Context Window 9
This edition covers Fable’s offensive AI-generated reading summaries and the lessons for publishers, Scott Belsky’s “Small Teams, Big Businesses” 2025 prediction, Google Cloud’s roundup of 300+ generative AI use cases, fresh allegations about Meta’s use of pirated books for training, an Oxford Internet Institute paper on AI’s net positive impact on employment, and a hands-on test of Avataar’s Velocity product-video tool.
Not a good week for book club app Fable, which used AI to generate individual Spotify Wrapped-style summaries for their users, some of which were offensive. Like Apple’s inaccurate summaries of news articles a few weeks ago, it’s a good example of the problem of producing appropriate AI outputs at a scale where full human review is impossible. Fable has responded with safeguards including disclosure that the summary was AI generated, opt-outs, and the ability to flag material as problematic, though those seem insufficient. Of course, it’s easy to be wise in hindsight, and Fable’s internal decision making isn’t clear, but lessons other publishers could learn from this include: *
- Was this scenario considered as a risk in advance?

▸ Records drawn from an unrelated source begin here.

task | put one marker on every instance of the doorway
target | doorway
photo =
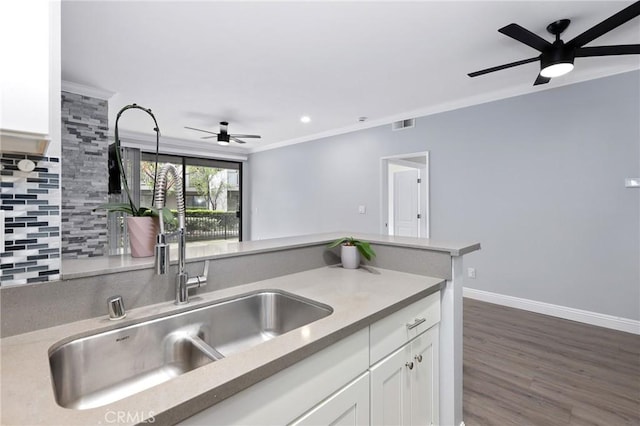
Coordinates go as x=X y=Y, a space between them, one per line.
x=405 y=195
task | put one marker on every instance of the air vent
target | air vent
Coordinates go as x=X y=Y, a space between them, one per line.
x=403 y=124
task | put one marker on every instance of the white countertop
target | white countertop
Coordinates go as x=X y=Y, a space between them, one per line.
x=77 y=268
x=358 y=298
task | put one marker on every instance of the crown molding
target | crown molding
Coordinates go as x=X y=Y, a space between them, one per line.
x=81 y=89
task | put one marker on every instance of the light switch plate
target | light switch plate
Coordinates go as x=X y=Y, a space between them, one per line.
x=632 y=183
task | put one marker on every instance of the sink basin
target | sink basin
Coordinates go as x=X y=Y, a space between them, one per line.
x=96 y=370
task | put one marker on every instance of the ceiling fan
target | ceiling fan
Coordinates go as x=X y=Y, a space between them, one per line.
x=556 y=58
x=224 y=137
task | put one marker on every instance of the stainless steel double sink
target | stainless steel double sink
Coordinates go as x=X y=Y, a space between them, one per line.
x=102 y=368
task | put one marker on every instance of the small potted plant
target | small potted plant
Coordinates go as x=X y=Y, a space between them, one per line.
x=142 y=222
x=350 y=251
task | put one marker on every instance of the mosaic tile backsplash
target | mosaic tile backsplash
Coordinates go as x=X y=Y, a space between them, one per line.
x=31 y=205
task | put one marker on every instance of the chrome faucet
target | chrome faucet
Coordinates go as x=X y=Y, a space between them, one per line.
x=183 y=282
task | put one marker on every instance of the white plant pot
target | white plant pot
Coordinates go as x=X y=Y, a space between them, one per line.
x=350 y=257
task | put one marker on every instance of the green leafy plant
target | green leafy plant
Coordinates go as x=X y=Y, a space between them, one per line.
x=363 y=247
x=132 y=210
x=130 y=207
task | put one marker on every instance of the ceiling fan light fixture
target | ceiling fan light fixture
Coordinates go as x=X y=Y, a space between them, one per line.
x=556 y=70
x=557 y=62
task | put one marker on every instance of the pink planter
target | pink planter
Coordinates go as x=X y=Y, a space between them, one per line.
x=142 y=235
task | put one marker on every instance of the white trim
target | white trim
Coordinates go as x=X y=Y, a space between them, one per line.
x=587 y=317
x=81 y=89
x=183 y=147
x=23 y=142
x=384 y=189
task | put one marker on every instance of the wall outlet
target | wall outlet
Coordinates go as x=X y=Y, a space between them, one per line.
x=1 y=231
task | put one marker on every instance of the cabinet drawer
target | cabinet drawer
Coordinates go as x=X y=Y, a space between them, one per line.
x=391 y=332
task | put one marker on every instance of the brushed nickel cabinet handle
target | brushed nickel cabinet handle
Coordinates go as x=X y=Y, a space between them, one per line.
x=416 y=323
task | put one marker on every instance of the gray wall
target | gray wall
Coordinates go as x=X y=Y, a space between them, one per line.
x=537 y=179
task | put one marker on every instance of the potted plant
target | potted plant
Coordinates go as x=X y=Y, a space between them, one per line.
x=142 y=222
x=351 y=250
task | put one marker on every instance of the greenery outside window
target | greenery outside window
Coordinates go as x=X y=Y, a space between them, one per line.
x=212 y=191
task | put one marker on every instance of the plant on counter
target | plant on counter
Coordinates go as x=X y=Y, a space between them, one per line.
x=351 y=250
x=130 y=207
x=363 y=247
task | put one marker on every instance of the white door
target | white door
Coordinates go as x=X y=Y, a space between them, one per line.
x=424 y=379
x=390 y=389
x=406 y=190
x=347 y=407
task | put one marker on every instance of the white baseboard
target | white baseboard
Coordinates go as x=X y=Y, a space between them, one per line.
x=587 y=317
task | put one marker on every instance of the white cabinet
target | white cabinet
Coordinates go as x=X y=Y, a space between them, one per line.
x=347 y=407
x=404 y=386
x=391 y=390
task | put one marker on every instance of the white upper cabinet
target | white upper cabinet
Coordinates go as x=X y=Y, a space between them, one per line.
x=29 y=59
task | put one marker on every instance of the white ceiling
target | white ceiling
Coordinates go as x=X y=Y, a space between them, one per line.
x=262 y=65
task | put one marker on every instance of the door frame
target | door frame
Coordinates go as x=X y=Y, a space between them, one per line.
x=405 y=159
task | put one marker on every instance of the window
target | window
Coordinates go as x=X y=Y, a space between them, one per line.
x=212 y=194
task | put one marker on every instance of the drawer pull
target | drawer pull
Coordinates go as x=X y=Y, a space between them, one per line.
x=416 y=323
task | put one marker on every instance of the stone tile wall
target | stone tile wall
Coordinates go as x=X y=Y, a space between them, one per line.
x=30 y=203
x=84 y=175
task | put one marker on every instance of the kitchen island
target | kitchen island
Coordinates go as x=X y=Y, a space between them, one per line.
x=359 y=299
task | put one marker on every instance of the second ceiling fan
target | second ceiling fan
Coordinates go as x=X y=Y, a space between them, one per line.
x=557 y=58
x=224 y=137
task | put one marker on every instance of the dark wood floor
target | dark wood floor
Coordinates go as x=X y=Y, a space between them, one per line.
x=522 y=368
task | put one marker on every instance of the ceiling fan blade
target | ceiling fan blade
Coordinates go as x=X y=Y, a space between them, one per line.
x=502 y=67
x=200 y=130
x=620 y=49
x=245 y=136
x=541 y=80
x=525 y=36
x=607 y=25
x=236 y=139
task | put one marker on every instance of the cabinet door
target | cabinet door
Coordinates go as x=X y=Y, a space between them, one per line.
x=347 y=407
x=390 y=389
x=424 y=379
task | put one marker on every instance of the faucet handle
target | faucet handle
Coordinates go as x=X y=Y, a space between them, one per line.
x=205 y=272
x=162 y=255
x=115 y=305
x=199 y=280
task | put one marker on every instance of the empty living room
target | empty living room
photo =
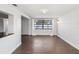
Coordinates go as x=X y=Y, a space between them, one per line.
x=39 y=28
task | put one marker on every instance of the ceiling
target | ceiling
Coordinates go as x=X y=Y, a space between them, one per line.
x=53 y=10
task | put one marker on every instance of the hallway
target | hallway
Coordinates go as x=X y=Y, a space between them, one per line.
x=44 y=45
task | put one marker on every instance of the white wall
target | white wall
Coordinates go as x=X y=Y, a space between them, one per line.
x=9 y=43
x=1 y=25
x=45 y=32
x=25 y=26
x=68 y=28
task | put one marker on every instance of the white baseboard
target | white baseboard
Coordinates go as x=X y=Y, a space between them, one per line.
x=15 y=47
x=69 y=42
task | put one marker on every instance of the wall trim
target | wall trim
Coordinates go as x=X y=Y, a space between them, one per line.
x=15 y=47
x=70 y=43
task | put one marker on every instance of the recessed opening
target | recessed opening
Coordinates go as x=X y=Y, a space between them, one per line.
x=6 y=24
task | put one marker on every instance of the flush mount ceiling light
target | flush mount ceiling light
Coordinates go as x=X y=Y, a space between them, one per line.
x=44 y=11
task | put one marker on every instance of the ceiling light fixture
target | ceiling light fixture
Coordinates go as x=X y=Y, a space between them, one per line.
x=44 y=11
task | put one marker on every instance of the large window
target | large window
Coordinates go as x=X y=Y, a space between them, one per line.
x=43 y=24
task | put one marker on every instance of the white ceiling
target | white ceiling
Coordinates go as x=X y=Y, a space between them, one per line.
x=54 y=10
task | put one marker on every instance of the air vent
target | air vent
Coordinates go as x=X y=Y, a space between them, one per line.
x=14 y=5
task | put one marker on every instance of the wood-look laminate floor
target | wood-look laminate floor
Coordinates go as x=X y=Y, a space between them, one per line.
x=44 y=45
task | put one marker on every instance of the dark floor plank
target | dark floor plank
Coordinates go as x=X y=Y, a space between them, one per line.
x=44 y=45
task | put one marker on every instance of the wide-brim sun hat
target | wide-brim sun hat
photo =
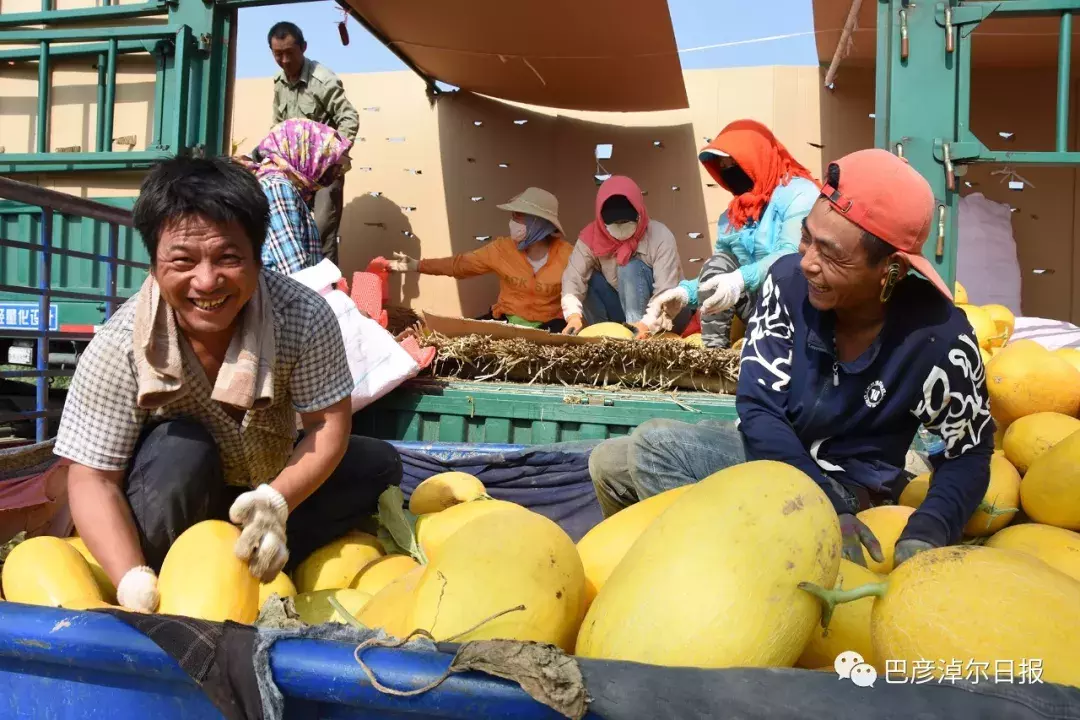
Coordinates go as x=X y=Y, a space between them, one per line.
x=538 y=202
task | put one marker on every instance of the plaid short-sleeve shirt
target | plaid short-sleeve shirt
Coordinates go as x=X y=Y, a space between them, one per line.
x=102 y=422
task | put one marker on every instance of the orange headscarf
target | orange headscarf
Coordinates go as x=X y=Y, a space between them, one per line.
x=595 y=234
x=768 y=163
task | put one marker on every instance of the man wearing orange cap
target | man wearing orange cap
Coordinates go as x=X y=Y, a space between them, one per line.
x=847 y=355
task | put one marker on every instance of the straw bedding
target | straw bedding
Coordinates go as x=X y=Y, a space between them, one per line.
x=661 y=365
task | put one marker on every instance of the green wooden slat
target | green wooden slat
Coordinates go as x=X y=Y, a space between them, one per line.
x=451 y=429
x=591 y=431
x=544 y=432
x=497 y=430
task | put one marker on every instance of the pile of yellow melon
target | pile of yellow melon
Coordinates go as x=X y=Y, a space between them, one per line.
x=621 y=331
x=739 y=570
x=1035 y=399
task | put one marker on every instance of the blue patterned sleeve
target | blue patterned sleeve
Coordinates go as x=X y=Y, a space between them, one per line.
x=287 y=242
x=797 y=199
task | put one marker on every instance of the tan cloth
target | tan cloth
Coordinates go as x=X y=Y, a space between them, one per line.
x=103 y=419
x=657 y=249
x=245 y=379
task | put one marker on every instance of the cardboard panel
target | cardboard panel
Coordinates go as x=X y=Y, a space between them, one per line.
x=557 y=53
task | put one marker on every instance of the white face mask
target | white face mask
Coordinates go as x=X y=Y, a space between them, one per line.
x=622 y=230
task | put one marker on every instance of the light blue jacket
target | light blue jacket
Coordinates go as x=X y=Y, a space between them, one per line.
x=757 y=245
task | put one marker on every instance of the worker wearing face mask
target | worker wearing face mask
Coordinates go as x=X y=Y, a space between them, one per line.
x=529 y=262
x=621 y=261
x=771 y=194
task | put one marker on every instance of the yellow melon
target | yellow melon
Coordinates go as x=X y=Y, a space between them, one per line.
x=102 y=578
x=443 y=490
x=999 y=436
x=850 y=626
x=886 y=522
x=336 y=565
x=203 y=578
x=48 y=571
x=1031 y=435
x=999 y=503
x=1070 y=355
x=1050 y=492
x=390 y=608
x=1004 y=323
x=694 y=591
x=1057 y=547
x=982 y=324
x=315 y=609
x=959 y=295
x=495 y=564
x=433 y=530
x=915 y=491
x=603 y=547
x=940 y=605
x=380 y=572
x=607 y=330
x=282 y=586
x=1025 y=378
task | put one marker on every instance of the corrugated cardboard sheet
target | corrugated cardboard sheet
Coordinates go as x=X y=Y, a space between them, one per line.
x=572 y=54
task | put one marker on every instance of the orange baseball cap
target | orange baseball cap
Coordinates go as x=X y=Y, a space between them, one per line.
x=886 y=197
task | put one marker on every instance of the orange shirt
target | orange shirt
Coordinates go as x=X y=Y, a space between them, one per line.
x=535 y=296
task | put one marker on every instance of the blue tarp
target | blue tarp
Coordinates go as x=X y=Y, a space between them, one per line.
x=552 y=480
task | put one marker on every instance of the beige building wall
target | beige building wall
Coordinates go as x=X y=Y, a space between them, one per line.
x=426 y=179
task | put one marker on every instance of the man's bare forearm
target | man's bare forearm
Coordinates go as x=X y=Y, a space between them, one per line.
x=318 y=454
x=104 y=519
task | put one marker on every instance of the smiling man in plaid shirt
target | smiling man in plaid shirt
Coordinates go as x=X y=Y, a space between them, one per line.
x=184 y=406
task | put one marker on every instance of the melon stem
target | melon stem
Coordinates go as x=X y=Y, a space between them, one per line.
x=831 y=598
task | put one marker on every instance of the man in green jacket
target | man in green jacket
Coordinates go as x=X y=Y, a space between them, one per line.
x=307 y=89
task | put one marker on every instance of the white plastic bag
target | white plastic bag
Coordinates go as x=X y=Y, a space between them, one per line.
x=377 y=362
x=986 y=262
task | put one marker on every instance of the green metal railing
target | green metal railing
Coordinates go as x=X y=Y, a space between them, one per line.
x=923 y=98
x=190 y=48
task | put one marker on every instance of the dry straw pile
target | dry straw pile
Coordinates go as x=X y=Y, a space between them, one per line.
x=626 y=364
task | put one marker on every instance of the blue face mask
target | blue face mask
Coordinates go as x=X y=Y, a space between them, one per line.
x=536 y=229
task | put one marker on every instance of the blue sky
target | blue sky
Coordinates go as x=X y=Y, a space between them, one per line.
x=699 y=25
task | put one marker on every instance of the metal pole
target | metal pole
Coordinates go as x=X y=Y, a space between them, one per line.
x=845 y=43
x=1064 y=66
x=110 y=270
x=43 y=96
x=102 y=82
x=110 y=94
x=44 y=283
x=180 y=90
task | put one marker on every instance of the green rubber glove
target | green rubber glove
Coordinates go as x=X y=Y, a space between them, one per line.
x=854 y=535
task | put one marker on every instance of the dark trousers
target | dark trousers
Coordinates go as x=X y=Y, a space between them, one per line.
x=176 y=480
x=716 y=329
x=327 y=212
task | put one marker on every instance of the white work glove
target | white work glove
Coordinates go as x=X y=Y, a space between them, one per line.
x=663 y=309
x=403 y=262
x=138 y=589
x=727 y=288
x=261 y=513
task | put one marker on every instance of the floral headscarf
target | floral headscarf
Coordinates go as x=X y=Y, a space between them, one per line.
x=306 y=152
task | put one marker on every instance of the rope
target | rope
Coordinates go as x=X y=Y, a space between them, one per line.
x=393 y=642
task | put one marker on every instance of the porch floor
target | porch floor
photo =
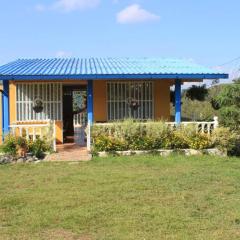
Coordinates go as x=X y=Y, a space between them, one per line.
x=70 y=152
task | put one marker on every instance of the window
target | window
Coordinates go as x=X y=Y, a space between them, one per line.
x=130 y=100
x=49 y=95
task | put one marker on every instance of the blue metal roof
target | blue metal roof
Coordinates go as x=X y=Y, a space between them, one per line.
x=105 y=68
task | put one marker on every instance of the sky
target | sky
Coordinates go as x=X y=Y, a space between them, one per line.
x=205 y=31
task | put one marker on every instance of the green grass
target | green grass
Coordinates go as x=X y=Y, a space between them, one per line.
x=122 y=198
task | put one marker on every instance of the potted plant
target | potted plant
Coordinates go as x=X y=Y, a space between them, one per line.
x=21 y=147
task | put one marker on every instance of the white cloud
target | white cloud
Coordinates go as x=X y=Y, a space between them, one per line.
x=68 y=5
x=63 y=54
x=72 y=5
x=135 y=14
x=40 y=7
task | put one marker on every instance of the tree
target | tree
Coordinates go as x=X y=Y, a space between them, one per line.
x=228 y=102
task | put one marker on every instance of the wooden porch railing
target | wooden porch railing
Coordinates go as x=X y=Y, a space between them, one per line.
x=33 y=131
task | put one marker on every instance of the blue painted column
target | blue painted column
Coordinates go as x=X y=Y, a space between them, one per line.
x=5 y=108
x=90 y=101
x=177 y=101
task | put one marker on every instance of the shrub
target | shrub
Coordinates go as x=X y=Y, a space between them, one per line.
x=227 y=140
x=38 y=147
x=132 y=135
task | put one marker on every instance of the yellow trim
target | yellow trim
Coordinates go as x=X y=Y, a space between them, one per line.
x=12 y=102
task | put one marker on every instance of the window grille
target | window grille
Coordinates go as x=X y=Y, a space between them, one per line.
x=50 y=94
x=130 y=100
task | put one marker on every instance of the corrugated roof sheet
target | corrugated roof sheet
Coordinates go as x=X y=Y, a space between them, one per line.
x=103 y=67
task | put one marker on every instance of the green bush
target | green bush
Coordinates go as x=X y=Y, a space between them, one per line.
x=38 y=147
x=227 y=140
x=13 y=143
x=10 y=145
x=132 y=135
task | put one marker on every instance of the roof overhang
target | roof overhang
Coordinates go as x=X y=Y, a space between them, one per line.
x=114 y=77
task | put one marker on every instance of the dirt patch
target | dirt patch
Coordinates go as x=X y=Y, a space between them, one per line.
x=61 y=234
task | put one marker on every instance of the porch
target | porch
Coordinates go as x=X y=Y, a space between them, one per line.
x=115 y=89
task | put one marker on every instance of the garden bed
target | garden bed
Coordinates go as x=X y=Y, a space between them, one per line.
x=166 y=152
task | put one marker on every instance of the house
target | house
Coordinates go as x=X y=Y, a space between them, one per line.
x=72 y=92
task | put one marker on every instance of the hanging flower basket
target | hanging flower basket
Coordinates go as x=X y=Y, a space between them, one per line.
x=38 y=105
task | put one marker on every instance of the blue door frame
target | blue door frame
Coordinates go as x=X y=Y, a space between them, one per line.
x=5 y=108
x=90 y=101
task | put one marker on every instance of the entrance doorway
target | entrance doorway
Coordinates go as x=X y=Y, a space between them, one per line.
x=74 y=114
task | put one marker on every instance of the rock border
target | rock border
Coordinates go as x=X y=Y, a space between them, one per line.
x=166 y=152
x=9 y=159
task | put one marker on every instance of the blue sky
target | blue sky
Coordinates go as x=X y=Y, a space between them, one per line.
x=206 y=31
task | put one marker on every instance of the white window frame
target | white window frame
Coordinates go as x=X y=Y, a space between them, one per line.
x=118 y=93
x=51 y=95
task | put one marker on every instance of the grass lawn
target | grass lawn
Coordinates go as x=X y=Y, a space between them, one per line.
x=122 y=198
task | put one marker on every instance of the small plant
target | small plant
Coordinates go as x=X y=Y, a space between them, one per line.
x=22 y=146
x=38 y=147
x=10 y=145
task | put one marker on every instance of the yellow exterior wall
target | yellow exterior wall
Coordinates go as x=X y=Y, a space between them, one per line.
x=12 y=102
x=100 y=101
x=1 y=88
x=162 y=100
x=13 y=116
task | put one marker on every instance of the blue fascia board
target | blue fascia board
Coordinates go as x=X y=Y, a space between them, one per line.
x=114 y=76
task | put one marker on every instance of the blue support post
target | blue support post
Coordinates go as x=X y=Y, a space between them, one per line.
x=5 y=108
x=90 y=101
x=178 y=101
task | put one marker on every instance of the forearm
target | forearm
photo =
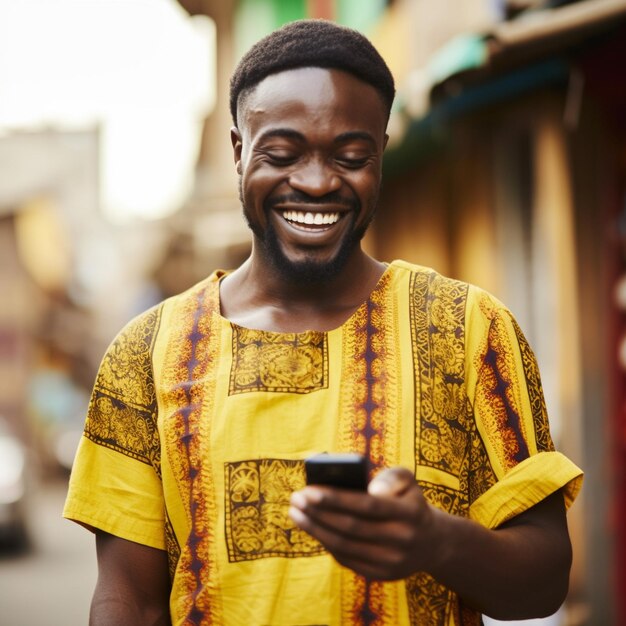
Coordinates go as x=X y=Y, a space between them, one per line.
x=133 y=584
x=114 y=608
x=517 y=572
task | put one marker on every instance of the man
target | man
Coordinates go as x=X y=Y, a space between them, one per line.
x=191 y=467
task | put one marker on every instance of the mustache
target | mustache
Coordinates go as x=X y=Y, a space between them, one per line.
x=298 y=197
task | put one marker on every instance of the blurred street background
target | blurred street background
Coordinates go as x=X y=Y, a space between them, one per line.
x=506 y=167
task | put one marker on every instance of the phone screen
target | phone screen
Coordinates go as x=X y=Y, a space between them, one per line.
x=346 y=471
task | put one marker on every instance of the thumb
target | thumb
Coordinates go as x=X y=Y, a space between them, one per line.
x=391 y=482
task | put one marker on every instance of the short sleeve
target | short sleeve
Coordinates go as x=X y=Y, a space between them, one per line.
x=115 y=485
x=504 y=390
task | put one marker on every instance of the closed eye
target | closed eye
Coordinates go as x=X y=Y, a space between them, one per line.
x=353 y=163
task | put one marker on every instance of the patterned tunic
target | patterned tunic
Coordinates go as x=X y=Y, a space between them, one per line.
x=198 y=428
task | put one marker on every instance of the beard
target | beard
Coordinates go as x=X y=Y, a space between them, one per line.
x=309 y=270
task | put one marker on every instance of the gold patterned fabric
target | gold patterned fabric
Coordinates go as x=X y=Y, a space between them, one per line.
x=198 y=428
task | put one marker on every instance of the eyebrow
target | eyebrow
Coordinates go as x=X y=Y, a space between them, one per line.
x=290 y=133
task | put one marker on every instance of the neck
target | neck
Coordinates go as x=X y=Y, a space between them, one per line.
x=256 y=297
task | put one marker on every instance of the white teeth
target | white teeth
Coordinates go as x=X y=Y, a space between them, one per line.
x=300 y=217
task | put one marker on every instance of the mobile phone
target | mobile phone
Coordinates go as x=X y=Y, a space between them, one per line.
x=345 y=470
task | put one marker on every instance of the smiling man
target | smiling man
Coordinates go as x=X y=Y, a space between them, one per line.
x=191 y=468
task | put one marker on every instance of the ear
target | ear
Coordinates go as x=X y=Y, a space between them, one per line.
x=235 y=139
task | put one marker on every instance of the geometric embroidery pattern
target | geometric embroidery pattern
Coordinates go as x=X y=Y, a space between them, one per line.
x=122 y=413
x=445 y=432
x=278 y=362
x=257 y=520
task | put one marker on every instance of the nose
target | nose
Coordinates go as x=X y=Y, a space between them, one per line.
x=315 y=177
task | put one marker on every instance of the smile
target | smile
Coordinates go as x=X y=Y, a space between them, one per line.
x=310 y=218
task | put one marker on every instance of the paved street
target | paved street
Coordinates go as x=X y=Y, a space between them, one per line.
x=51 y=585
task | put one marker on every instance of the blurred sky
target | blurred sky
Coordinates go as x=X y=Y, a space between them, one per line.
x=140 y=70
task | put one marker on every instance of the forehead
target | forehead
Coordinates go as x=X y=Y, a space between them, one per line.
x=313 y=98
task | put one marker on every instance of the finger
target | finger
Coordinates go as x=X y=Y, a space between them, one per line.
x=371 y=559
x=390 y=532
x=391 y=482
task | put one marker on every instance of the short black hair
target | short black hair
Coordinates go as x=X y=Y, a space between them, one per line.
x=312 y=43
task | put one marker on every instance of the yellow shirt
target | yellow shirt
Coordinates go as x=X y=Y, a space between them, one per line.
x=198 y=428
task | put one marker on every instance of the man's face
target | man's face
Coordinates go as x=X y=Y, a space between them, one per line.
x=309 y=154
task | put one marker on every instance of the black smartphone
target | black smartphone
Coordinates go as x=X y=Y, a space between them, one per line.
x=345 y=470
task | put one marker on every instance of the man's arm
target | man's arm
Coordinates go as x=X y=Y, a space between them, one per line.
x=133 y=584
x=518 y=571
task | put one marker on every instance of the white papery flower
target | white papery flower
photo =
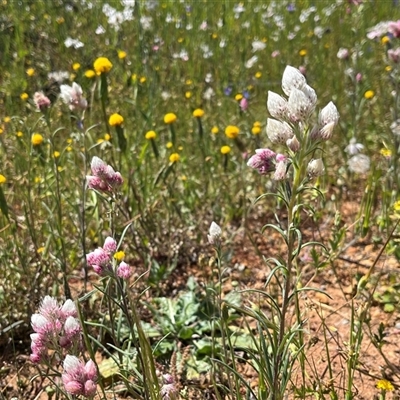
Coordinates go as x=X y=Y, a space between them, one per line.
x=278 y=132
x=258 y=45
x=360 y=163
x=353 y=147
x=73 y=96
x=292 y=79
x=251 y=62
x=328 y=114
x=300 y=106
x=214 y=234
x=277 y=105
x=315 y=168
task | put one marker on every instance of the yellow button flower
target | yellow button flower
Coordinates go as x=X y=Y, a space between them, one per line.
x=121 y=54
x=225 y=149
x=90 y=73
x=169 y=118
x=198 y=113
x=150 y=135
x=232 y=131
x=116 y=120
x=174 y=157
x=37 y=139
x=102 y=65
x=119 y=255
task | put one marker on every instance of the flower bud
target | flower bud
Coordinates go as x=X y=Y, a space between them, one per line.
x=315 y=168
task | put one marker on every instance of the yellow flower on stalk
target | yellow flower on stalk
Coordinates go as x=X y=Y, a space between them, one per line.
x=121 y=54
x=198 y=113
x=116 y=120
x=174 y=157
x=150 y=135
x=369 y=94
x=225 y=150
x=102 y=65
x=396 y=205
x=238 y=97
x=386 y=152
x=232 y=131
x=385 y=40
x=90 y=73
x=37 y=139
x=385 y=385
x=119 y=255
x=169 y=118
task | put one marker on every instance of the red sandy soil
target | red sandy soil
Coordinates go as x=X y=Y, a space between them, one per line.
x=331 y=314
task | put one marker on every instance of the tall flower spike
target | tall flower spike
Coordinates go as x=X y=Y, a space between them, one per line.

- Was there specific oversight of training data or was a general model/data used?
- Were system prompts explicitly written to exclude negative and offensive perspectives, as well as offensive vocabulary? What tonal guidelines were given?
- How were AI outputs tested/red teamed?
- Most fundamentally, was editorialising on users’ reading choices ever a good idea?
To paraphrase Jeff Goldblum, just because you can, doesn’t mean you should. I no longer use X, but I was pointed to this thread of 2025 predictions from Adobe’s Scott Belsky. The aspect that’s most interesting for publishing is prediction 5, the emergence of Small Teams, Big Businesses:
“2025 will usher in an era of scaling a business’s reach and aspirations without growing headcount and expenses proportionately… more artisanal-like and privately-owned businesses that may have been uneconomical to run before will start to emerge, powered and made economical by AI-driven tech stacks. Their products and their vision will be intensely personal, but the mechanics of their billing, marketing, etc. will be machine-driven.”
This is undoubtedly a glass half full view, but representative of how many publishers are approaching AI. I know a subscriber to this newsletter building a data publisher on this basis, and many others making a similar differentiation between core product/experience and the processes that deliver them. Thanks to ebooks, capital barriers to publishing are the lowest they have ever been, and AI may have a similar impact in the back office. For inspiration on potential uses of generative AI, this list of over 300 actual use cases from Google Cloud makes interesting reading: it’s light on publishing examples, though there are interesting examples from Spotify and News Corp. Somewhat overshadowed by the other Meta news this week is the allegation that Meta’s decision to use pirated books from LibGen for training purposes was referred up to CEO Mark Zuckerberg. One Meta employee is quoted as writing: “If there is media coverage suggesting we have used a dataset we know to be pirated, such as LibGen, this may undermine our negotiating position with regulators on these issues.”
A new paper from the Oxford Internet Institute argues that AI has had a net positive impact on employment levels, with demand for complementary skills outstripping reduced demand in other areas. As a more hands-on thing to try, I was pointed to Avataar’s new AI tool Velocity this week, which generates product videos from Amazon product page links and it was… not great, but interesting. It produced a fairly banal video in under ten minutes. But it’s currently free, and for zero to one use cases, it might just be enough. I should also caveat this by saying that I didn’t spend time optimising the results, so it’s the equivalent of judging ChatGPT outputs on the basis of a single, unstructured prompt. Really the most interesting aspect is less what the v1 output looks like now, and more how good it gets three or six months from now (and whether a standalone product like this remains viable relative to the major marketplaces building this functionality on a platform level).